Panel of modern servers in the data center

Panel of modern servers in the data center. Source: Shutterstock

China and US are now in a battle over big data

There have been multiple rounds in the US-China trade and tech standoff – but the true tussle is over who is going to control today’s most valuable resource, big data.

This month, restrictions placed on some of China’s biggest tech firms by the Trump administration is finally set to take effect. TikTok, WeChat, and Huawei are just some of the big names that are set to lose whatever foothold they had gained in the US over the years.

Even more tech firms could be in danger of being shut out of their biggest foreign market. The US government is compounding trade bans by embarking on a ‘Clean Network’ initiative. The move is touted by the Trump administration as “guarding our citizens’ privacy and our companies’ most sensitive information from aggressive intrusions by malign actors, such as the Chinese Communist Party,” according to a statement released by the US State Department.

Protectionism, trade war or tariff war, Washington vs Beijing, financial concept : US dollar and Chinese yuan with two presidents confront each other, depicts retaliation on imports and exports tariff

Locked in a war, and now it’s about data. Source: Shutterstock

The primary aim of the Clean Network roadmap is to safeguard American digital assets like big data from falling into the hands of malicious actors. This is coming on top of the spying and data-sharing allegations that companies like ByteDance’s TikTok and Huawei’s telecommunications businesses have been accused of sharing with the Chinese government.

Protecting these big data assets have become a primary focus of both governments, and they are affecting the business capacities of not just their two local economies, but also countless smaller businesses across many nations that are connected by the vast economic pressure that the US-China axis exerts on their local ecosystems.

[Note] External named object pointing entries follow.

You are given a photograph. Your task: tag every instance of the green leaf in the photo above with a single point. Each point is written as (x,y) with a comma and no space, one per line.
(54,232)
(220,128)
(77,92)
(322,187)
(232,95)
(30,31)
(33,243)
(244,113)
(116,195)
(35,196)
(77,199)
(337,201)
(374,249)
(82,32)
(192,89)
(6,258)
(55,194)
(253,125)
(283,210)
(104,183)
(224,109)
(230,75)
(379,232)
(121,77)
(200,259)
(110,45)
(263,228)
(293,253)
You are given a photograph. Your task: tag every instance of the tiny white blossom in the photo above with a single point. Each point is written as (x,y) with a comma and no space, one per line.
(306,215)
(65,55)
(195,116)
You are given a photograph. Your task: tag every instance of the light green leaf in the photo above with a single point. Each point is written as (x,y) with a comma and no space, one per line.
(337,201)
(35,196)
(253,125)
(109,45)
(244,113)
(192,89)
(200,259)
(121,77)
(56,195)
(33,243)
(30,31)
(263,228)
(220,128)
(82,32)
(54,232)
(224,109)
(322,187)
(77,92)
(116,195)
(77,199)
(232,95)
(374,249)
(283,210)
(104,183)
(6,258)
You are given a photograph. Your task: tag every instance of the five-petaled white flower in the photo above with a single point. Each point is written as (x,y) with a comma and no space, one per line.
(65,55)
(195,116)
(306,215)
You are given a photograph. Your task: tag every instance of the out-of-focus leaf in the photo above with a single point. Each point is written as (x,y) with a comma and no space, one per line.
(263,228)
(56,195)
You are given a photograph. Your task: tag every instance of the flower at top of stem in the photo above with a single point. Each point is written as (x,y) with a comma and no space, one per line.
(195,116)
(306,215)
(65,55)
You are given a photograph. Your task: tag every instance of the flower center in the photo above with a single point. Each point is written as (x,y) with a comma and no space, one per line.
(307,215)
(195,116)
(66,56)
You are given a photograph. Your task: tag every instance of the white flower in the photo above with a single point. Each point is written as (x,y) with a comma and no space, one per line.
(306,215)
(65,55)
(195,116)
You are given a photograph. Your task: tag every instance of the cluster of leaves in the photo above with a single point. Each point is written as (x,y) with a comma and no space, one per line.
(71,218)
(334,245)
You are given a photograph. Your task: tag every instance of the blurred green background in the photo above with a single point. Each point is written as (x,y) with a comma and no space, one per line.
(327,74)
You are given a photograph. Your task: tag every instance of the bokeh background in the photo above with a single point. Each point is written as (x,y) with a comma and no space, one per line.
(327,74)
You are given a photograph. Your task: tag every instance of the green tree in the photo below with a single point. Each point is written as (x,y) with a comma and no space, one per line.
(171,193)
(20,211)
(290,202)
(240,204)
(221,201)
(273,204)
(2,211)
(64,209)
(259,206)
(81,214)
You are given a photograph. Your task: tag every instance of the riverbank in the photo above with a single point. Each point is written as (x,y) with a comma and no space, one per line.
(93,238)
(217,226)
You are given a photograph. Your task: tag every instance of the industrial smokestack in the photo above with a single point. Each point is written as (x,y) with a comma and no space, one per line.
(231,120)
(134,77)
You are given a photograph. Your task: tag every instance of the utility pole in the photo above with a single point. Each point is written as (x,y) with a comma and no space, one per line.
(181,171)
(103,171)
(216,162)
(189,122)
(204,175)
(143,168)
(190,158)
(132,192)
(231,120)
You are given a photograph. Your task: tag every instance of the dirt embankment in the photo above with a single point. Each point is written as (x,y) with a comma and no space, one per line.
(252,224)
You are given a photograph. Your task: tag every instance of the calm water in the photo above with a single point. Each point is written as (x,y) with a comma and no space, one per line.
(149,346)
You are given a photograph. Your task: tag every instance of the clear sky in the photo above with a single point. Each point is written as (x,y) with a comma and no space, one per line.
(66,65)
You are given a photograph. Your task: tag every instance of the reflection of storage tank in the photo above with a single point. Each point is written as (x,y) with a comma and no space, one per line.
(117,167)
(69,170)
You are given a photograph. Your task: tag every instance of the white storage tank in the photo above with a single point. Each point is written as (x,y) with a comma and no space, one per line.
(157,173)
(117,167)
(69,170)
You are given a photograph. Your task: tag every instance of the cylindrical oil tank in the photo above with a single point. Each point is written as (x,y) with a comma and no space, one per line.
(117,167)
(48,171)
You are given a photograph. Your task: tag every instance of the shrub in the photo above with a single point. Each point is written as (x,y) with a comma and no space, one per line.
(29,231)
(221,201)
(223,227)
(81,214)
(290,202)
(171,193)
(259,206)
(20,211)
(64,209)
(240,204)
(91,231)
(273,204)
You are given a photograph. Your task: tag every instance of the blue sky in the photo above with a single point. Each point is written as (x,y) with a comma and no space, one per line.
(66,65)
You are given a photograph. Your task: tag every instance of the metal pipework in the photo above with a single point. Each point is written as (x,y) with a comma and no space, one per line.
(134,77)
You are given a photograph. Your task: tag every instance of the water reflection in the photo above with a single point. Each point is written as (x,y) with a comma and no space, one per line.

Manufacturing behemoth China might cease supplying to other US allies, supply chains can be thrown into disarray or cut off entirely, and the lack of an open ecosystem in which to do business with the two biggest producers of technology could have long-lasting effects for a good many organizations.

Visitors at the China Big Data Expo back in 2018

Visitors at the China Big Data Expo back in 2018. Source: AFP

Just look at China’s semiconductor manufacturing industry. It represents a fraction of the global semiconductor trade dominated by Korean and US firms. But news that China’s largest chipmaker could be added to a US blacklist, which accounts for as much as 50% of its business, sent the firm’s stock price spiraling this week.

Earlier iterations of the trade embargo prevented Google from continuing its profitable operating system deal with Huawei, and this has heavily impacted the viability of Huawei’s once-thriving smartphone unit. More than a third of global smartphone sales originate from just three Chinese handset makers: Huawei, Xiaomi, and Oppo. Could the other two join Huawei on the blacklist soon, unable to leverage Google’s open OS ecosystem?

While TikTok and WeChat strenuously deny the state data-sharing charges, a report by the Australian Strategic Policy Institute says that the popular Chinese social media platforms routinely censor content from sources considered sensitive to the Communist Party.

Content cited includes posts on protest movements like Black Lives Matter, the pro-democracy protests in Hong Kong, and messages from the US and UK embassies regarding Beijing protests around a new national security law. TikTok also allegedly muted certain LGBTQ hashtags and content sensitive to the US elections coming up in November.

For users in China, not being able to access content from the West is nothing new. China has maintained a closed internet behind the Great Firewall that restricts services like Twitter, Youtube, and Google.

When reports of the five-pronged Clean Network to restrict access to sensitive US data emerged, Beijing pushed back by unveiling its own eight-part big “data security initiative” which covers, among other things, China’s handling of user data.

The new “initiative” states that Chinese companies will not be asked to transmit international user data to the government, wherever it breaches the regulations of other countries. China also calls on state actors to oppose mass surveillance against other states and to refrain from installing backdoors in their tech products, which can be accessed for illegal big data gathering – all charges which have been leveled at Beijing in the past.

In announcing the new data initiative, Chinese State Councilor and Foreign Minister Wang Yi took a hilarious dig at the Trump administration’s Clean Network.

“A certain country keeps making groundless accusations against others in the name of a ‘clean’ network and uses security as a pretext to prey on enterprises of other countries that have a competitive edge. Such blatant acts of bullying must be opposed and rejected,” said the official without naming the country.

Alibaba’s supremo Jack Ma once said that data is like the new gold. The policies of both governments might aim to shore up their own access to valuable big data, but the ensuing standoff could have far-reaching implications for businesses and governments the world over.